How do I spot a fake lottery or prize notification email?
You cannot win a lottery you never entered — any email claiming you have won a prize and asking for fees or bank details to release it is a scam.
Last reviewed: 10 June 2026
Explanation
Advance-fee lottery fraud is one of the oldest email scams. The message congratulates you on winning a large prize — often from an international lottery, a brand promotion, or a charity raffle you have no memory of entering. To claim your prize, you are told you must pay a small processing fee, release tax, legal fee, or courier charge. Once paid, a new fee appears. The prize never arrives.
The 'brand promotion' variant impersonates well-known companies — Coca-Cola, Microsoft, Apple — claiming they selected your email address in a promotional draw. A related form uses a 'Google Lottery' or 'UN Lottery' premise. None of these run such promotions.
There are also prize emails that harvest personal information rather than fees.
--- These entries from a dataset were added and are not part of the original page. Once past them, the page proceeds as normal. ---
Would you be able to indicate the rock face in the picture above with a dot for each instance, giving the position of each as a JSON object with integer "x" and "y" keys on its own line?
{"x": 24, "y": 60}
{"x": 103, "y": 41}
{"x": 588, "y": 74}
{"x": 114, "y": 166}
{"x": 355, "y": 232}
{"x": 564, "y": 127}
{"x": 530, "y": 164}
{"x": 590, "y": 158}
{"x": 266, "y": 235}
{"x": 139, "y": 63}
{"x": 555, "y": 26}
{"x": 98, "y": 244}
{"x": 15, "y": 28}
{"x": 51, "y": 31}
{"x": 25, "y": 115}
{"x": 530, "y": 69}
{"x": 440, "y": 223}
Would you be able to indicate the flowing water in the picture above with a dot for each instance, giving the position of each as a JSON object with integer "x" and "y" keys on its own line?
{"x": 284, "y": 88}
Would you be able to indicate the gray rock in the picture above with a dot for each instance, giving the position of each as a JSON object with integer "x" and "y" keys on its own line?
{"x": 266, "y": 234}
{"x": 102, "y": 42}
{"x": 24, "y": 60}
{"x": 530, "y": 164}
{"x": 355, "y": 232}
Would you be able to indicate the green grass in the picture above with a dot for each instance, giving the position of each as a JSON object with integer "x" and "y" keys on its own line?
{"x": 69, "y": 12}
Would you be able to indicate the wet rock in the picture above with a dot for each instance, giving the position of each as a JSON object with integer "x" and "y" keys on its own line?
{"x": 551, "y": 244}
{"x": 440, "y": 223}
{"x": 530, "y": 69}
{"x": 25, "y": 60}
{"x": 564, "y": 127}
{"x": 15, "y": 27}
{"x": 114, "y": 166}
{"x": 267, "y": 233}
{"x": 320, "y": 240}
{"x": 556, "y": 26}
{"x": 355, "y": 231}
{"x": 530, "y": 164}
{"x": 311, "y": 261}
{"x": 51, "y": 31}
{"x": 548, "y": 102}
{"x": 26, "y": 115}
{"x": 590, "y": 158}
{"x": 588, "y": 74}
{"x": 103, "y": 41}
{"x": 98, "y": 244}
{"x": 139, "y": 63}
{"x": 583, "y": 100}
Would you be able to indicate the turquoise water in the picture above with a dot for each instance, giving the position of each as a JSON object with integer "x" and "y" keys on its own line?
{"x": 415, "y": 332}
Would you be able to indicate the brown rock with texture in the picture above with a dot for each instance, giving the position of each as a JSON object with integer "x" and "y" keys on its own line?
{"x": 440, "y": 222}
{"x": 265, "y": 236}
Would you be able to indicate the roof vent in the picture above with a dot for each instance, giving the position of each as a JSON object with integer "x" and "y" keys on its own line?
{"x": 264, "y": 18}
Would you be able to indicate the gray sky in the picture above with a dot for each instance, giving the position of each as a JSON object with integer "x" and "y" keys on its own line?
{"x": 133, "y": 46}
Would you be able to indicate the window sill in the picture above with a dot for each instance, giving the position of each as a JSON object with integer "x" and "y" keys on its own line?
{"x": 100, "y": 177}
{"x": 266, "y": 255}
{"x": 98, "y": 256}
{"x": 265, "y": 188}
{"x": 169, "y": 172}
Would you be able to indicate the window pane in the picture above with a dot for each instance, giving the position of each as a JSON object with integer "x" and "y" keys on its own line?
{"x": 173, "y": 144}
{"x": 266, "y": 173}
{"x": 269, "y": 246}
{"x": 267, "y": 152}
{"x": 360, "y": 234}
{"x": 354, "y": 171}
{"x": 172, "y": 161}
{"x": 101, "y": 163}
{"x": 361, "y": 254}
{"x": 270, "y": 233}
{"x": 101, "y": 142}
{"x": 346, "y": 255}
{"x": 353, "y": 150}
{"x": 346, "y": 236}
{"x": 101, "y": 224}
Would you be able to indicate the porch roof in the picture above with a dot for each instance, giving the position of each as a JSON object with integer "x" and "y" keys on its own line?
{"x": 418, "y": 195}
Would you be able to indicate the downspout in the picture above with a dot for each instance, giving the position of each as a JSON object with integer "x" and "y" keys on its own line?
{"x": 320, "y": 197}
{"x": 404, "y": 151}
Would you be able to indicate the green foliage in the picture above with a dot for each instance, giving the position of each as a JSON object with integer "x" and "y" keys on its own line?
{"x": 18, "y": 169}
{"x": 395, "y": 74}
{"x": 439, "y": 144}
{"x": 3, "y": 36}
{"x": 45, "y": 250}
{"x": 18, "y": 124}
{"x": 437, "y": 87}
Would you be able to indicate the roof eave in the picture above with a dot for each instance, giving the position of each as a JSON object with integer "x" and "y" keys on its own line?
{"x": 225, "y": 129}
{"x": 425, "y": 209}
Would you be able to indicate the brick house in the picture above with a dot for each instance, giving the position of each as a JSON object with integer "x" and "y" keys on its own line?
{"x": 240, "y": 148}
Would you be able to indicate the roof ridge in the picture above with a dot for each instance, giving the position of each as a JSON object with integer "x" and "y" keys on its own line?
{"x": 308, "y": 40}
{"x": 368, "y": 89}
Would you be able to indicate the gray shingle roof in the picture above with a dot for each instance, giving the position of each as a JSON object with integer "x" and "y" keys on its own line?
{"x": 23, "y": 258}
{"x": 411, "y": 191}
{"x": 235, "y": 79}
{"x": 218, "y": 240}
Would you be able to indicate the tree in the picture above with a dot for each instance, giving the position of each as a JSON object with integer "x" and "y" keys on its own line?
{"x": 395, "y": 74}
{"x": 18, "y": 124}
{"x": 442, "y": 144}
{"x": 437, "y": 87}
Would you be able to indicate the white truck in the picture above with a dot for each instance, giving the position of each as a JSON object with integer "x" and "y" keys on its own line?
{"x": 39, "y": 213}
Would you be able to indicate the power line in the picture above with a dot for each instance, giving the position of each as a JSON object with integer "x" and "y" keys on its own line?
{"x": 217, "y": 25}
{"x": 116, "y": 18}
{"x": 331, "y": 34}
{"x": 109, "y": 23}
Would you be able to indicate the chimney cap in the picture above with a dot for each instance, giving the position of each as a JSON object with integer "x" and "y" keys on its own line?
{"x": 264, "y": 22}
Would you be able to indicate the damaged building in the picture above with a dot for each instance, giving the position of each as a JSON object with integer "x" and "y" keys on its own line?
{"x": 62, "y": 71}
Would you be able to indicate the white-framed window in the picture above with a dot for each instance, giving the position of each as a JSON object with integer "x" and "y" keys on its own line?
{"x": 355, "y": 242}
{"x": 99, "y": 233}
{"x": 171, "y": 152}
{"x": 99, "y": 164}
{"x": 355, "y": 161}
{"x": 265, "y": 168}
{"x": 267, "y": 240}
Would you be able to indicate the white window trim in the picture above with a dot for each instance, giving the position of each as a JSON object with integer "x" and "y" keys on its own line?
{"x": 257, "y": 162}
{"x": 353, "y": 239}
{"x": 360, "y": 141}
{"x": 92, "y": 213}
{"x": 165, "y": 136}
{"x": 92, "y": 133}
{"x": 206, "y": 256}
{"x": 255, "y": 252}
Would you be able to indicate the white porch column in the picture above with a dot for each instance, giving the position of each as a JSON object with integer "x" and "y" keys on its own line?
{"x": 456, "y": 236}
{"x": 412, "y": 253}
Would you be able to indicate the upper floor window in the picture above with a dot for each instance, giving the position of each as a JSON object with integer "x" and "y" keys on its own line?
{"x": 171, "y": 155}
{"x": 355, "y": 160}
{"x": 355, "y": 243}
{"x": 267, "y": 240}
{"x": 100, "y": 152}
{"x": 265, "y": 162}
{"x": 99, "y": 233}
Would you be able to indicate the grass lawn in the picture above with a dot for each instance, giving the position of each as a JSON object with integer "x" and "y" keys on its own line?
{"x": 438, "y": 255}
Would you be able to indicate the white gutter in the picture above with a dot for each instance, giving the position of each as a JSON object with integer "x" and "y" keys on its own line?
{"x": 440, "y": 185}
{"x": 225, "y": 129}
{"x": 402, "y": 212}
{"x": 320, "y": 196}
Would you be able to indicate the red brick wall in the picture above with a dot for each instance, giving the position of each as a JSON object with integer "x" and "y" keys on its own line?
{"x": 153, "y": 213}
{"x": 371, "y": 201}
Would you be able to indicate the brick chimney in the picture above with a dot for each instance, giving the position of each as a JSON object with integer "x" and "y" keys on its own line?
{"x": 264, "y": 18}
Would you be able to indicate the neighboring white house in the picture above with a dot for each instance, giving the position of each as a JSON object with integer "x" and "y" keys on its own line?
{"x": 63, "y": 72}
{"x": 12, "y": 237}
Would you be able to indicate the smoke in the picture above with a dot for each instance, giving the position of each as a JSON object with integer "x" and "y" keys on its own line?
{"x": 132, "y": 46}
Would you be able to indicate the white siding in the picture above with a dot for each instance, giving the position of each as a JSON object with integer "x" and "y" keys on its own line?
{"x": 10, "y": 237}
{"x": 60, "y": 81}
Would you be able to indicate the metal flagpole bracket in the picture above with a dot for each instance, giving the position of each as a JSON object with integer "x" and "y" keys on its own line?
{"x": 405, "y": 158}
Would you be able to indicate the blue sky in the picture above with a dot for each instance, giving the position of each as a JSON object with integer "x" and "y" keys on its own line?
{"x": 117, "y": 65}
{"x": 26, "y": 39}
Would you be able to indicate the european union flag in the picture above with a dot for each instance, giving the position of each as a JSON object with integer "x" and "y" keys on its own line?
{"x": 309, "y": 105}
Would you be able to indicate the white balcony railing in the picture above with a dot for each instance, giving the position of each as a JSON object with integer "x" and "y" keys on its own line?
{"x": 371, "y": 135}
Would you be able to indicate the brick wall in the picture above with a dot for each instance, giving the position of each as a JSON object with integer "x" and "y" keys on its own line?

You are asked to confirm your identity to claim the prize, providing your date of birth, National Insurance number, bank account, and passport scan. These are used for identity fraud.
Legitimate lotteries you did not enter do not pay prizes. Real brand promotions are advertised publicly, require entry, and do not contact winners by unsolicited email requesting fees. If you genuinely believe you may have won a competition you entered, contact the organiser through their official website — never through contact details in a prize email.
Common red flags
- You have no recollection of entering the lottery or competition
- Prize is very large (hundreds of thousands) with no public announcement
- You must pay a fee, tax, or release charge to receive the winnings
- Email address and name of the lottery cannot be verified through an independent search
- Asks for your bank account to transfer winnings before you have verified legitimacy
- Urgency: offer expires in 48 hours if you do not respond
What to do now
- Delete the email without responding
- Never pay any fee to 'release' a prize
- Search the lottery name and 'scam' to see if others have reported it
- Report to Action Fraud (UK) or the FTC (US)
- If you paid fees, contact your bank and report to authorities
Frequently asked questions
What if the email claims I entered years ago and forgot?
Legitimate lottery operators do not hold unclaimed prizes indefinitely waiting to notify winners by email. This is a scripted line to overcome your scepticism.
Can a winning notification ever be real?
If you genuinely entered an official national lottery (UK National Lottery, Powerball) and won, the operator contacts you through the official account you created — not by cold email. Verify at the operator's official website.
What is a 'guaranteed prize' email?
Emails saying 'You are a guaranteed winner' and directing you to a website to 'claim' are either lead generation (you entered personal data for nothing) or outright fraud. Leave the page.